CatBallou2 · 20/01/2017 17:35

Does he have access to your house account, so that he can take the money he needs every month? If not, maybe that's the answer with regards to him having cash when he needs it. Sorry to state the obvious.

As for the continued lying, you'll have to have it out with him, again. Your OP does give the impression that you're too questioning of him, but that's understable if he constantly lies. However, it could be that you've taken on the role of over-managing him? You could have said nothing about his haircut that morning and just reimbursed him afterwards.

Have a chat with him and don't get stressed about things too much.

frieda909 · 20/01/2017 17:54

If I asked my partner whether he had cash for a haircut I would really not expect him to count out the change in his pockets before answering and I definitely wouldn't consider it a lie if he said 'no, I don't have any cash' despite having maybe a couple of quid in change on him.

I have to agree that you do sound very controlling, or that you take things VERY literally if you consider something like this to be a lie worth falling out over!
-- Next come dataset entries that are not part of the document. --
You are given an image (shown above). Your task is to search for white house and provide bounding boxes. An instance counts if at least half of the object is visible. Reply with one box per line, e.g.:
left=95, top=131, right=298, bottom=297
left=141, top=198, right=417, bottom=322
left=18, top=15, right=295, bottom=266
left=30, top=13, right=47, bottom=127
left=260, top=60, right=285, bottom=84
But you said there are lots of other examples and maybe this was just the straw that broke the camel's back. We can't really judge that based on the information you've given, though.

SeaCabbage · 20/01/2017 18:07

YOu can see you've given us a rubbish example. Can you give another example?

Because from what you've said you sound like you micro manage him and comment and ask about every moment of his day.. If someone questioned me to that degree I would go bonkers.

Another example might help you get your point across.

StumblyMonkey · 20/01/2017 18:17

I would give another example or two and then we can give you more reasoned advice....

Based on the thread so far though you do sound like a bit of a nightmare, hasn't helped that you've had a strop that we don't agree with you and flounced off rather than saying "I probably haven't given a good example, here's another, what do you think".

frieda909 · 20/01/2017 18:25

you have all made up your mind that is what happens so it is unlikely I will get any real advice from this thread. Thanks for reading anyway

Woah, hold on a second. You came here saying you just wanted an outside perspective and that you were prepared to be told you were in the wrong, and yet now you're angry because some people gave you exactly what you asked for??

You have had plenty of 'real advice'. You may not agree with all of it but it's still advice!

ShebaShimmyShake · 20/01/2017 18:26

OP will not be giving us any more examples, she's flounced.